Please start any new threads on our new site at https://forums.sqlteam.com. We've got lots of great SQL Server experts to answer whatever question you can come up with.

 All Forums
 SQL Server 2000 Forums
 SQL Server Development (2000)
 Need a Set-Based method to replace this cursor

Author  Topic 

SMerrill
Posting Yak Master

206 Posts

Posted - 2004-05-26 : 19:16:58
Team:
You’ll probably all tell me to go away, but is there a way to normalize this data set into a tree-view node list using a set-based method? I have already written a cursor to do it, but the cursor takes 9 hours per day, and this is getting ridiculous. You see, I have 280,000 BehaviorPattern records, and 1,200,000 NodeList records.

Think of this data as a tree-view.
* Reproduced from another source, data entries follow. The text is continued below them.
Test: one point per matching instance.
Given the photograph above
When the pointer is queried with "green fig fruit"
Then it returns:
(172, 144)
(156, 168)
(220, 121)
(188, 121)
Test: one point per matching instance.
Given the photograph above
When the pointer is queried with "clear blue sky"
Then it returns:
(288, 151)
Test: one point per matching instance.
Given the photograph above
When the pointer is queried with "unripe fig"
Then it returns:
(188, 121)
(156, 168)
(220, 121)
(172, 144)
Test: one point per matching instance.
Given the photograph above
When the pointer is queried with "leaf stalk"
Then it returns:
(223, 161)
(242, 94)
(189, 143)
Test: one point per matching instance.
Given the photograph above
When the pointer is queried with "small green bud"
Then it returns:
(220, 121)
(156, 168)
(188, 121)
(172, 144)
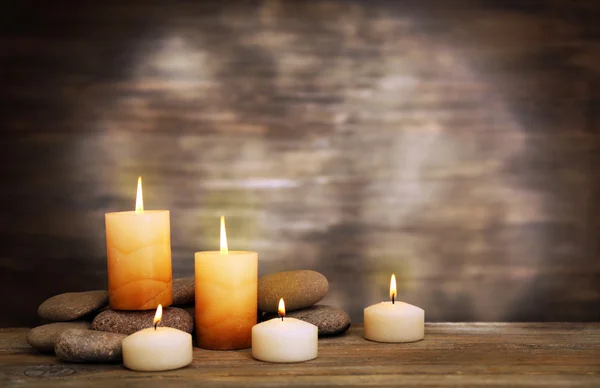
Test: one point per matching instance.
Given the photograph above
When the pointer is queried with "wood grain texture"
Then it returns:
(470, 354)
(455, 143)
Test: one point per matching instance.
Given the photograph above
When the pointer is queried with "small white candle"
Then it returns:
(157, 348)
(285, 339)
(394, 321)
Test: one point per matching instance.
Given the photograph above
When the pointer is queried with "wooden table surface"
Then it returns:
(469, 354)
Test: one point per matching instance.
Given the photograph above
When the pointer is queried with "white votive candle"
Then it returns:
(285, 340)
(394, 321)
(157, 349)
Start at the top with node 1 that contains CommandID=1. (It is the only node without a parent node.)
From there, it is the parent of node 2 which contains CommandID=2, and it is also the parent of node 8, which contains CommandID=3.

The source table contains a string of patterns, and there is a unique constraint on BehaviorPattern.PatternString.

Source table called BehaviorPattern:

(PatternID, PatternString)
1, “1, 2, 18, 4”
2, “1, 2, 54, 60, 4”
3, “1, 3, 19, 4”
4, “1, 3, 65, 4”


The destination table arbitrarily assigns node numbers to each node by going through each Pattern and tacking on a new NodeList record only if one doesn’t already exist where it belongs.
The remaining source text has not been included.